Decimese simple letter and # naming conventions assure that their syllable format will appear often..
For example, we can plan to use the various classes of letters in various specific types of words and concepts.
Pairs: PB TD FV KG et al. LRWY. H, M NG N.
We can easily assign the first 6-7 pairs to common prepositions, for example.
The other consonants LRWYH could be assign to conjunctions -and Boolean logic operations.
And so on.
We also have 2 sets to work with. The # name and the letter name.
Visemese example: #s 2-9 ba cha da...
Variants for letters 2-9 could have been be che de...

With planning and careful thought at the language design stage (and only then!), we can make a system that allows use to heavily abbreviate our typing.
A BS English reformed example might be as follows.
Take the consonant in each #. One, two, three, four.

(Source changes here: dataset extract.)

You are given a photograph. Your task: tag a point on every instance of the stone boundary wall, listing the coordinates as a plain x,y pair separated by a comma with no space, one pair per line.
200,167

Then add the vowel A,
1 2 3 4 ... na ta tha fa...
Do something similar with the alphabet. Continue the theme of early consonants of adding a long E sound.
BCDFGH... bee see dee fee gee (Get)...
This is somewhat like a syllabary system of sorts.
I suppose consonant clusters could be indicated with the appropriate # or letter followed by the consonant.
E.g. 3 .. tha. 3r.. THRA. And so on.

An obvious application in Decimese to indicate plural would be to attach the # or letter (sans syllable) to the beginning of a noun. Borrowing English. Man. 3man. 3... plural... man(men).. This is much like Chinese 'xie' for some.
Variants could indicate concepts such as none, single, few, some, ... all.
However we risk dual-meaning homophones when spoken if I do not take care during the initial design stage.
Considerations such as this are part of why I'm so unwilling to commit early to a poorly planned but early format.

2 comments:

Dino Snider said...
This comment has been removed by the author.
Dino Snider said...

Capital letters COULD have different names and pronounced names for them.
Visemese: small case letters: be(beh), cheh deh...
Capital letters: perhpas bi(bih), chih dih...
We could pretend that we have a 'capital NUMBER' concept. This could stand in for variables, for example. E.g. 2a + 3b=5c.
I suppose 'variable 1 - a" is synonymous with letter variant 2nd in meaning.
Perhaps in 2a, 'a' would be '3rd letter form'.
E.g. B, C, D... bo(boh) choh doh....
A useful and powerful system!
It also saves me the grief of using a more elaborate syllable form, or an additional syllable, to denote "variable".
I'm sure this concept could be extended more.